Settlement of early redemptions is typically completed within five Business Days, reflecting T+2 LSE settlement plus one to two days for broker withdrawal processing. Noteholders should be prepared to hold their Notes to maturity and should not invest funds that may be required before the maturity date.
Your capital is at risk. The value of your investment may go down as well as up, and you may not recover the full amount of your original investment. Past performance is not a reliable indicator of future results.
The ability of the Issuer to meet his obligations under the Notes depends on his financial condition, the performance of his investment activities, and his ability to generate sufficient returns to service interest payments and repay principal at maturity.
The Notes are not listed on any recognised exchange and there is no secondary market for their sale or transfer. Noteholders should treat the Notes as illiquid investments and should not expect to be able to sell or transfer their Notes prior to maturity except through the early redemption mechanism described under Early Redemption above.
Bhupen Varsani is not authorised or regulated by the Financial Conduct Authority (FCA). The Notes are not regulated investment products and the protections afforded to investors in regulated products, including access to the Financial Ombudsman Service, do not apply. This is a private arrangement for invited individuals only.
This document does not constitute financial advice, an invitation or inducement to engage in investment activity, or a personal recommendation. Noteholders are strongly encouraged to seek independent legal, financial, and tax advice before investing.
Interest received on the Notes may be subject to United Kingdom income tax. The tax treatment of interest income depends on the individual circumstances of each Noteholder.
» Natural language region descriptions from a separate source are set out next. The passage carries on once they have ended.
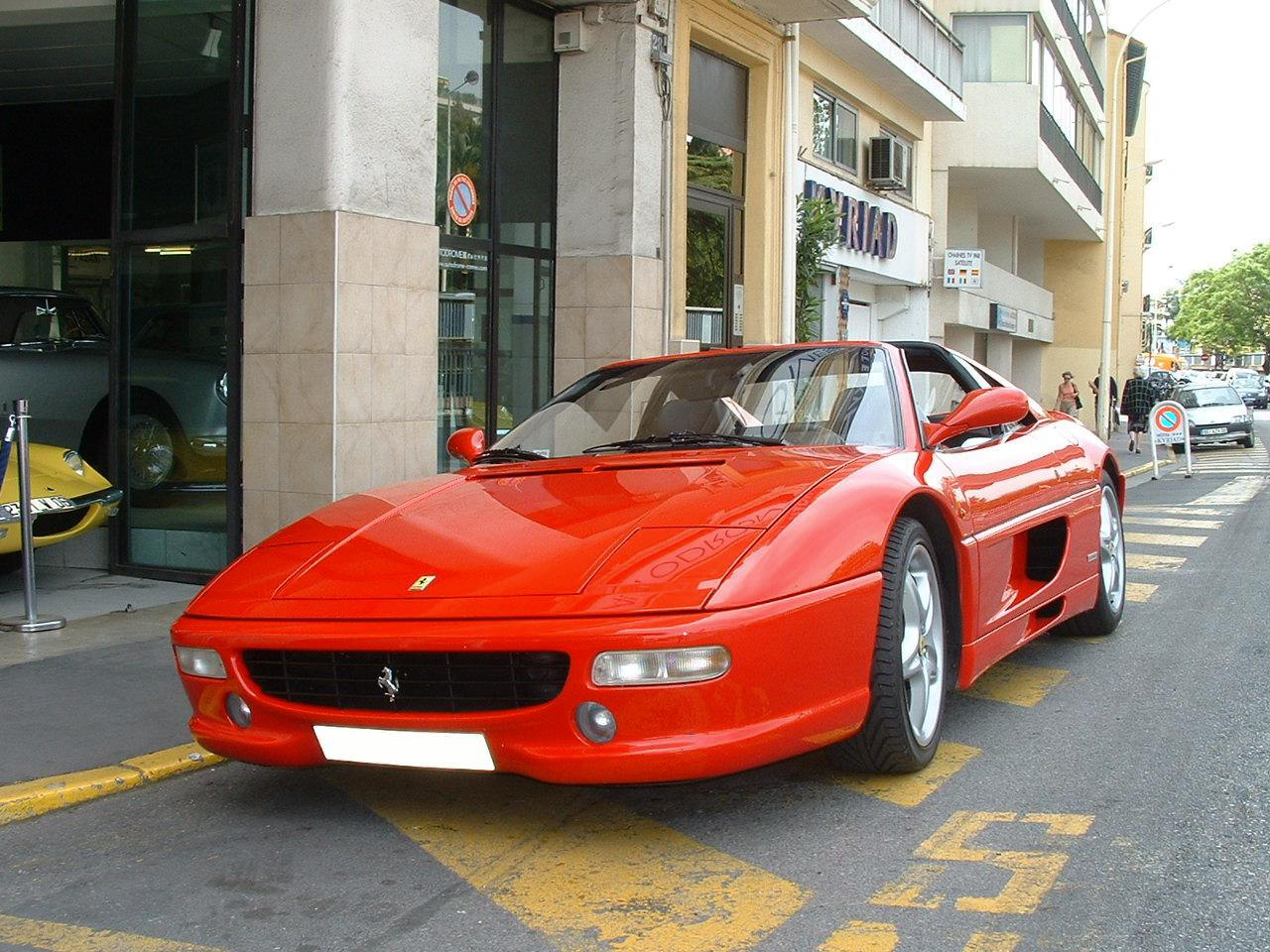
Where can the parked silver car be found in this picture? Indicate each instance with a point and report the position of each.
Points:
(1216, 414)
(55, 352)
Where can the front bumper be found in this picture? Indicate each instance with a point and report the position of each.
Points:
(1205, 435)
(799, 680)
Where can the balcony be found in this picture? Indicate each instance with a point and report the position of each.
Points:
(807, 10)
(1016, 162)
(906, 50)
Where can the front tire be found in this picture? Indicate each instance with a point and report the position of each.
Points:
(908, 679)
(1109, 610)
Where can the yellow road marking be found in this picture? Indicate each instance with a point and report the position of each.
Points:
(587, 874)
(864, 937)
(1188, 511)
(1032, 874)
(912, 788)
(1152, 562)
(993, 942)
(910, 890)
(1150, 538)
(1139, 590)
(21, 801)
(1173, 524)
(1012, 683)
(58, 937)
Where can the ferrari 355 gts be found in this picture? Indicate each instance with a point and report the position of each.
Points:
(679, 567)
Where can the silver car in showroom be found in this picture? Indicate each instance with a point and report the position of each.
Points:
(55, 352)
(1215, 414)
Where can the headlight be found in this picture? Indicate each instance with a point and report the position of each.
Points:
(199, 661)
(613, 669)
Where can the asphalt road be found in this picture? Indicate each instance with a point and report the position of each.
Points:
(1091, 794)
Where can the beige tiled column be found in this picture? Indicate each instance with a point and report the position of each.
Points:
(339, 367)
(608, 307)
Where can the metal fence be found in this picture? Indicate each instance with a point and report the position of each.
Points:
(920, 33)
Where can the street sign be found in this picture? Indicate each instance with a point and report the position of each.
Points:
(461, 199)
(962, 268)
(1169, 426)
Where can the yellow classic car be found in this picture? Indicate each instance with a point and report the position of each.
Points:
(67, 499)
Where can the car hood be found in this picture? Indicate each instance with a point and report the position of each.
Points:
(638, 532)
(1207, 416)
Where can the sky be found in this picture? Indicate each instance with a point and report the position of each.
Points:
(1207, 70)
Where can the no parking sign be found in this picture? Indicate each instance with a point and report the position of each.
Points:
(1169, 425)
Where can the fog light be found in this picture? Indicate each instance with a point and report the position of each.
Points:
(199, 661)
(595, 722)
(675, 666)
(238, 711)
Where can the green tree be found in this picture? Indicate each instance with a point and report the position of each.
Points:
(1227, 309)
(817, 230)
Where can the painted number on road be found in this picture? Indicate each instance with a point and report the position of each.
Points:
(1033, 874)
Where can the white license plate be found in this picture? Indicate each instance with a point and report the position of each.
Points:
(436, 749)
(48, 504)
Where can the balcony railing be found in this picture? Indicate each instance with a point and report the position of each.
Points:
(920, 33)
(1078, 36)
(1052, 135)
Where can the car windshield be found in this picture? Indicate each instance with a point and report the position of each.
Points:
(808, 397)
(1207, 397)
(27, 318)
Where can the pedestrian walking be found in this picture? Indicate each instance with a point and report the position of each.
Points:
(1069, 400)
(1138, 399)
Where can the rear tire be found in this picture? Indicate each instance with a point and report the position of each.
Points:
(908, 680)
(1109, 610)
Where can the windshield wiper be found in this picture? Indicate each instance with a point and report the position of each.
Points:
(507, 454)
(685, 439)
The Issuer does not provide tax advice and Noteholders are responsible for their own tax reporting obligations. Noteholders should consult a qualified tax adviser regarding the tax implications of their investment.
The Issuer invests the proceeds received from Noteholders in his own Investment ISA, which holds a mix of liquid financial assets including equities, bonds, and exchange-traded funds. As the Issuer manages these investments directly, conflicts may arise between his personal investment decisions and the interests of Noteholders. The Issuer will endeavour to manage such conflicts fairly and in accordance with his obligations, but Noteholders should be aware that conflicts may arise.
The Issuer reserves the right to amend this Risk Disclosure at any time. Material amendments will be communicated to existing Noteholders in writing. The most current version of this document is available on the Varsani Capital platform.